Rom 16, 3-9. 16. 22-27; Sal 144; Lc 16, 9-15

Si comparásemos la vida del hombre con una enorme vivienda, tendríamos que decir que hay, en ella, dos habitaciones que al hombre de nuestro siglo le cuesta un especial trabajo abrir para Dios: el dormitorio y la cartera. Permitir la entrada del Señor en la «capilla» es sencillo: nada más natural que darle posesión a Dios sobre nuestros momentos de oración -muchos o poco-. Un poco más difícil es aceptar su entrada en el salón familiar, ese habitáculo enorme dominado por el televisor: se nos hace duro entregarle a Jesús el mando a distancia, y permitirle apagar la caja boba cuando está de sobra (es decir, casi siempre). Invitarle al comedor, y darle permiso para que sazone nuestras comidas con la sal de la pequeña mortificación, a mí por lo menos me cuesta trabajo. Sin embargo, hasta allí le parece al hombre de nuestro siglo tolerable permitir la entrada de Dios. Ahora bien, cuando se trata del dormitorio o de la cartera… ¡Eso es otra cosa! ¡Hasta ahí podíamos llegar! Lo del dormitorio me lo reservo para otra día.

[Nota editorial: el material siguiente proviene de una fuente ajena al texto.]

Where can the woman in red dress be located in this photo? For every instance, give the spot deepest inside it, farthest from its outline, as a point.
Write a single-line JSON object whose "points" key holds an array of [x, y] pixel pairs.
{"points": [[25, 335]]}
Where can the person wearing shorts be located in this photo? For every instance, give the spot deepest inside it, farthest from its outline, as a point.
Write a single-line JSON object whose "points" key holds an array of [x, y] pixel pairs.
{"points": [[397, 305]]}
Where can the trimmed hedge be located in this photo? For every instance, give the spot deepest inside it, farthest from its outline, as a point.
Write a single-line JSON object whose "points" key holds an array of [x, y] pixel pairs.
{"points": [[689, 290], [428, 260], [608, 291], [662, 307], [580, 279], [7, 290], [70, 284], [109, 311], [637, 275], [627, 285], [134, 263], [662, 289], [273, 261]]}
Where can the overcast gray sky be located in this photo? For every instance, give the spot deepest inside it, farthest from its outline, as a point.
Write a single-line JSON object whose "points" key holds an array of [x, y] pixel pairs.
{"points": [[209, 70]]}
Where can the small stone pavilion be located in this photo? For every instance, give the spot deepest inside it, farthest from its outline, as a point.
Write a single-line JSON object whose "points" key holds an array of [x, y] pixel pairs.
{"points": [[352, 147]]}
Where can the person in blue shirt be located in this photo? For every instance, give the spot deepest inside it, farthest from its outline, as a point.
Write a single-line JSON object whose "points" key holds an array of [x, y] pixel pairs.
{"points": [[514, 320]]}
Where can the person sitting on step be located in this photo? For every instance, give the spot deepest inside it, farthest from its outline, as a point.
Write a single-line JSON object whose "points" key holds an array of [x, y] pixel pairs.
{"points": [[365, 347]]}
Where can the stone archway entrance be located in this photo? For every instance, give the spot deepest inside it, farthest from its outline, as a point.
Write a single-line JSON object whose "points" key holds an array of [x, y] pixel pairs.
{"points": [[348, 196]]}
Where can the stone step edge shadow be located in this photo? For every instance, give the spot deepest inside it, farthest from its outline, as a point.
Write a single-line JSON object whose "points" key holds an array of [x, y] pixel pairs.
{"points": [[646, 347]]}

Hablaremos hoy de la cartera, ya que el Maestro nos ha advertido: «Si no fuisteis de fiar en el injusto dinero, ¿quién os confiará lo que vale de veras?» Dejar a Dios entrar en la cartera no es un asunto que se arregle colocando una estampita piadosa junto al compartimento de los billetes. Algunos la llevan esperando un «milagro multiplicador».

Dejar a Dios entrar en la cartera no es, simplemente, depositar unas monedas (o unos billetes) en el cestillo de la misa dominical, y dar limosna a algunos pobres.

Cuando nos limitamos a esto, estamos dándole a Dios «de lo nuestro». Es decir: sacamos de la cartera y se lo damos a Dios; pero eso no es lo mismo que dejarle entrar. Dejar a Dios entrar en la cartera no es pedirle a Santa Rita que nos toque la bonoloto. Eso, más bien, en «poner la cartera» y pedirle a Dios que eche. Dejar a Dios entrar en la cartera, para ti, que eres padre o madre de familia, no es acudir al banco, vaciar tu cuenta corriente, y repartir todo el dinero entre los pobres. Eso es robar a tu familia y privarles del sustento.

Te diré lo que es dejar a Dios entrar en la cartera: es saber que eres completamente pobre, y que no tienes ni un euro que sea tuyo. Es decirle a Dios: «Señor, todo este dinero es tuyo y Tú lo has puesto en mis manos para que lo administre. ¿en qué quieres que lo emplee?». Después, escuchar atentamente la respuesta y no tergiversarla convirtiendo a Dios en administrador de «lo tuyo». Es discernir la Voluntad de Dios antes de cambiar de ordenador, antes de tirar a la basura la ropa del invierno pasado, antes de salir a cenar al restaurante más caro de la ciudad, antes de programar tus vacaciones, antes de cambiar de vivienda… Es abrir la billetera y parafrasear las palabras de María: «Hágase, también con todo este dinero, según tu Palabra». Si así lo haces, eres «de fiar».